= Miroslav Aleksić (born 1954) =

Serbian politician

Miroslav Aleksić (Мирослав Алексић; born 1954) is a politician in Serbia. He was a founding member of the Democratic Party of Serbia (Demokratska stranka Srbije, DSS) and served in the Assembly of the Federal Republic of Yugoslavia, the Assembly of Serbia and Montenegro, and the Assembly of the City of Belgrade as a party member. He resigned from the DSS in 2014.

He is not to be confused with a different DSS official named Miroslav Aleksić, who was based in Vrbas.

==Private career==
Aleksić has a degree in economics and lives in Belgrade.

==Political career==
Aleksić was a candidate for the National Assembly of Serbia in the 1993 parliamentary election, appearing in the forty-second position (out of forty-six) on the DSS's electoral list in Belgrade. The party won four seats in the city, and he was not included in its assembly delegation. (From 1992 to 2000, one-third of Serbia's parliamentary mandates were assigned to candidates from successful lists in numerical order, while the remaining two-thirds were distributed amongst other candidates at the discretion of the sponsoring parties and coalitions. Aleksić could have been awarded a mandate despite his low position on the list.)
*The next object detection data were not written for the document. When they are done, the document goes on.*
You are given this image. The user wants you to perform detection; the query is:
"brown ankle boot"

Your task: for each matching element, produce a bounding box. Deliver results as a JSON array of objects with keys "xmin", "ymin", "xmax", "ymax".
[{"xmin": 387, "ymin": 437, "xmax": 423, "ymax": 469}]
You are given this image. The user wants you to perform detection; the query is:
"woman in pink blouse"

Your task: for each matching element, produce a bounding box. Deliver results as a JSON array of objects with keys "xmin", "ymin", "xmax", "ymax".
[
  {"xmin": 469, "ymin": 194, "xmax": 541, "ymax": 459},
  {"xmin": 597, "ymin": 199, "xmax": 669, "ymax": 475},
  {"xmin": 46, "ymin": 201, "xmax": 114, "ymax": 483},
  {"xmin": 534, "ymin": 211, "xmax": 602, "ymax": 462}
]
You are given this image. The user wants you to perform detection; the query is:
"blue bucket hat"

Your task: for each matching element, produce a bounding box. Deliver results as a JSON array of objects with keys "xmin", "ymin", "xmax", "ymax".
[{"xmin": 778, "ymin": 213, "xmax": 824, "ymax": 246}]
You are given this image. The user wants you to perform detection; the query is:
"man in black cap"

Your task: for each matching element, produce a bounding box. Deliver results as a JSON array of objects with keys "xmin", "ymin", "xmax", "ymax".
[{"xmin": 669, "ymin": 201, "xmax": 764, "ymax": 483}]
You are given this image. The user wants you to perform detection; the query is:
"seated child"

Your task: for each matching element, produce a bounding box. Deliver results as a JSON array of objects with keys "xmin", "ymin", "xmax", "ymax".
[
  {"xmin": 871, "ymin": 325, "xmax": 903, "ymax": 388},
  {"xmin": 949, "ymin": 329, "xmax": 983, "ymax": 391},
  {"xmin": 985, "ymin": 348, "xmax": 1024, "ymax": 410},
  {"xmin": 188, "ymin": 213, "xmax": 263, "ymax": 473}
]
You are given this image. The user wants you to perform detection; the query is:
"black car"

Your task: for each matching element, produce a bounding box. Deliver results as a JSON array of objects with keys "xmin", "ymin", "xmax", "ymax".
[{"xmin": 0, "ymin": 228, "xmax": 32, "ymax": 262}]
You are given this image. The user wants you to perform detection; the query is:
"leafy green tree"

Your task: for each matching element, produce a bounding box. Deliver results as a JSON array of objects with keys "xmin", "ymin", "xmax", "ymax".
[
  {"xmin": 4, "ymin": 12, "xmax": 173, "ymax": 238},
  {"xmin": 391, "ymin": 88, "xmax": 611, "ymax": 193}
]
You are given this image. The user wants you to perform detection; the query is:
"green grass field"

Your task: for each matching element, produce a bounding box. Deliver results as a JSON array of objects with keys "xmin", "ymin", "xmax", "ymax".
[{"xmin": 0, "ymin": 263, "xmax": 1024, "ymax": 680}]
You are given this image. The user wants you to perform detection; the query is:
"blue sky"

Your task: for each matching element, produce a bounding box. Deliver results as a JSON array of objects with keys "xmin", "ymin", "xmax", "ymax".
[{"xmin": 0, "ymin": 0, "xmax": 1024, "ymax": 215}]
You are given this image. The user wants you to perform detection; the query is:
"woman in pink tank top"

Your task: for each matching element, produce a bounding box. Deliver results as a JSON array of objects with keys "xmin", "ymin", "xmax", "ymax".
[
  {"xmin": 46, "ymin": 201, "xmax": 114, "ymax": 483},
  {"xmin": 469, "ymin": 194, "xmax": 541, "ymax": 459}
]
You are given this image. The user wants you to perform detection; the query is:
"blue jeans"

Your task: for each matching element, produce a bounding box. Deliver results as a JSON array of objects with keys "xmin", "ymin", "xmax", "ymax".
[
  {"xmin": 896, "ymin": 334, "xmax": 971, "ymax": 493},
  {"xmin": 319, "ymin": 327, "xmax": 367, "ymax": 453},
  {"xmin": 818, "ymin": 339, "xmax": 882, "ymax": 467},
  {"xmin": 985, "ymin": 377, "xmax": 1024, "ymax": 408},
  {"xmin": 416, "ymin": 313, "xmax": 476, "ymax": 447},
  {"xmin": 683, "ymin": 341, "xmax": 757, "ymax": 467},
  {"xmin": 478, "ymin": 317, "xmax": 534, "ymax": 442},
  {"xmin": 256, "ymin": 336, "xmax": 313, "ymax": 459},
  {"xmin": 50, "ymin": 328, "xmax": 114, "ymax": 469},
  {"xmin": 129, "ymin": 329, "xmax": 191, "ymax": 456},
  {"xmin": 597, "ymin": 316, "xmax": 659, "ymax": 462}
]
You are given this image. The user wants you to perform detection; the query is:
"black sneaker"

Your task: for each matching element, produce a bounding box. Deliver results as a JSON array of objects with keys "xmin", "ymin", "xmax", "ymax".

For the 2000 Yugoslavian federal election, the DSS participated in the Democratic Opposition of Serbia (DOS), a broad coalition of parties opposed to Slobodan Milošević's rule. Aleksić was awarded the third position on the DOS's electoral list for the Yugoslavian parliament's Chamber of Citizens in the four-member Belgrade division of Palilula. The list won three seats, and he was granted a mandate. (For the 2000 election, half of the mandates were awarded to successful lists in numerical order, and the other half were distributed at the discretion of the sponsoring parties or coalitions. Aleksić did not automatically receive a mandate by virtue of his position but was included as a DSS representative all the same.) He was also elected to the Assembly of the City of Belgrade in the concurrent 2000 local elections for Barajevo's second division, a single-member constituency. The DOS won both elections, and Aleksić initially served as a government supporter. On 8 December 2000, he was appointed as an assistant minister of transport in the government of Yugoslavia with responsibility for river transport. The DSS left the DOS in 2002 and moved into opposition.

The Federal Republic of Yugoslavia was re-constituted as the State Union of Serbia and Montenegro in 2003, and the old Yugoslavian parliament was replaced by a new unicameral assembly. The first members of this assembly were selected via indirect election by the republican parliaments of Serbia and Montenegro; only serving members of the republican parliaments or outgoing members of the previous federal parliament were eligible. Aleksić was chosen as one of the DSS's delegates.

Aleksić once again sought election to the National Assembly of Serbia in the 2003 parliamentary election, appearing in the 101st position on the DSS's list. By this time, the entire country had been restructured as a single electoral unit, and all mandates were assigned at the discretion parties that crossed the electoral threshold. The DSS won fifty-three seats, and Aleksić was not granted a mandate.

His first term in the Assembly of Serbia and Montenegro ended in early 2004, when the republican parliament in Serbia selected new representatives. While not initially included in his party's delegation, he received a new federal mandate on 23 March 2004 as the replacement for another DSS member. The federal assembly ceased to exist in 2006, when Montenegro withdrew from the state union.

Aleksić did not seek re-election to the Belgrade city assembly in 2004.

Several prominent DSS members, including Aleksić, left the party in 2014, citing dissatisfaction with its recent direction.